Show that the central cell of a normal magic square of the third order must be occupied by 5.

Show that in a normal magic square of the third order 1 can never occur in a corner cell.

To show that the central cell of a normal magic square of the third order must be occupied by 5, we need to understand the properties of a magic square and the specific rules that apply to magic squares of the third order.

A magic square is a square grid of numbers, where the sum of each row, column, and diagonal is the same. In a normal magic square, the numbers used are consecutive positive integers starting from 1.

A magic square of the third order is a 3x3 grid, and it follows certain rules:

1. The numbers used must be consecutive positive integers starting from 1 to 9 in this case.
2. Each number can only occur once in the magic square.
3. The sum of each row, column, and diagonal must be the same.

Let's start by considering the sum of the rows, columns, and diagonals:

1st row sum: a + b + c = x
2nd row sum: d + e + f = x
3rd row sum: g + h + i = x

1st column sum: a + d + g = x
2nd column sum: b + e + h = x
3rd column sum: c + f + i = x

Main diagonal sum: a + e + i = x
Secondary diagonal sum: c + e + g = x

Now, let's analyze the possibilities for the central cell:

The central cell must be an odd number since it equally divides the sum of the rows, columns, and diagonals. Therefore, it can be 1, 3, 5, 7, or 9.

If the central cell were 1, the possible values for the other cells would be:

1 2 x
x x x
x x x

In this case, it is not possible to form a magic square because the row and column sums would equal 1 + 2 + x = x + 2, which can never be equal to the other sums in the magic square.

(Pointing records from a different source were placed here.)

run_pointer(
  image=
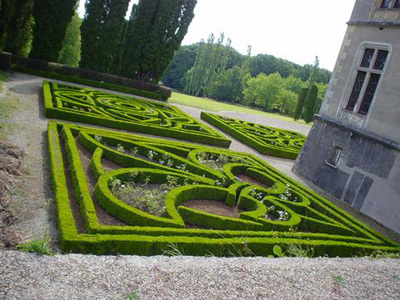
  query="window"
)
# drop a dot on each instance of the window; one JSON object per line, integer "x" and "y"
{"x": 367, "y": 79}
{"x": 390, "y": 4}
{"x": 336, "y": 155}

Similar reasoning can be used for 7 and 9, as they will also lead to contradictions and cannot form a magic square.

If the central cell were 3, the possible values for the other cells would be:

x x x
x 3 x
x x x

In this case, it is still not possible to create a magic square because the row and column sums would equal x + 3, which can never be equal to the other sums in the magic square.

Finally, if the central cell were 5, the possible values for the other cells would be:

x x x
x 5 x
x x x

In this case, we can create a valid magic square. The sum of each row, column, and diagonal will be 15.

Therefore, by examining the possibilities for the central cell, we have shown that in a normal magic square of the third order, the central cell must be occupied by 5.

To prove that 1 can never occur in a corner cell of a normal magic square of the third order, we can use a similar line of reasoning.

Let's consider the possibilities for the corner cells:

Top-left corner:

1 x x
x x x
x x x

In this case, there is no number that can be placed in the remaining cells to create a valid magic square. The row and column sums involving the top-left corner will always be less than 1, which cannot be equal to the other sums in the magic square.

Similar reasoning can be applied to other corners (e.g., top-right, bottom-left, and bottom-right).

Therefore, by examining the possibilities for the corner cells, we can conclude that in a normal magic square of the third order, 1 can never occur in a corner cell.